1

“In the feast of Christmas,” says Stow in his “Survey,” “there was in the King's House, wheresoever he lodged, a Lord of Misrule, or Master of merry disports, and the like had ye in the house of every nobleman of honour or good worship, were he spiritual or temporal.

So a lord of misrule is in the King's house? What does "and the like had ye in the house of every nobleman of honour or good worship, were he spiritual or temporal." mean and which part of the sentence does it link to?

2

This is Early Modern English (Stow was a 16th-century antiquarian) and has several uses which are rare or obsolete today.

  • The like — this is a now rare use of the adjective like, meaning "similar", as a nominal

  • Ye is the old 2nd-person plural pronoun

  • The object of the verb had, the like, is moved to the front of the clause for emphasis

  • good worship employs worship as a noun with the sense entitled to respect, a use which is now obsolete

  • were with a third-person singular subject is the so-called "subjunctive", which was then used much more widely in conditional contexts.
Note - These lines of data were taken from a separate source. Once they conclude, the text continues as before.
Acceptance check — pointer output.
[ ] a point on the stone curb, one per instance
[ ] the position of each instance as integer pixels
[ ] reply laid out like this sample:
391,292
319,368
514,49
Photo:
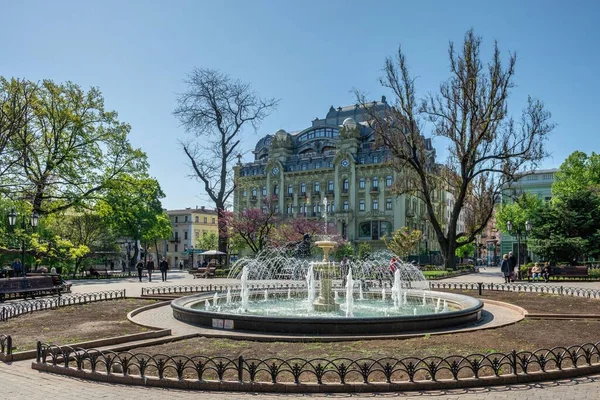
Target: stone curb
354,387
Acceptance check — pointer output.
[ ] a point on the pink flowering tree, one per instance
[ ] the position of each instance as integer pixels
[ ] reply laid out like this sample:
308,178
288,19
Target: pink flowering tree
253,226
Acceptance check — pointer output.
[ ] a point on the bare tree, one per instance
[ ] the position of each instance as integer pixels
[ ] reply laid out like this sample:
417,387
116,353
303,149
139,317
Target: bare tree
216,109
487,148
15,111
In many cases, as here, it implies a conditional construction; in this case, since the complement is an or conjunct, it implies a whether clause.

  • temporal and spiritual are the two broad categories of nobility: "lords temporal" had that dignity by virtue of their hereditary ownership of land or of some important office under the Crown, "lords spiritual" by virtue of an office in the Church.

HAVE, the verb in this clause, is employed in the sense "have before one, find"—in effect, "exist". This is still in use.

The entire passage, then, may be paraphrased

... and there was a similar Lord of Misrule in the house of every distinguished noble, whether his title was lay or clerical.

0

“In the feast of Christmas,” says Stow in his “Survey,” “there was in the King's House, wheresoever he lodged, a Lord of Misrule, or Master of merry disports, and the like had ye in the house of every nobleman of honour or good worship, were he spiritual or temporal.

This is not contemporary English. "ye" is an archaic form for "you".

Stow, in his Survey says that there was a "Lord of Misrule" in the King's House wherever he happened to stay, during the Christmas feast. That Lord of Misrule was a master of merry activities, and you had a similar fellow in the house of every nobleman of honor or good reputation, whether his nobility happened to be through the church or by blood.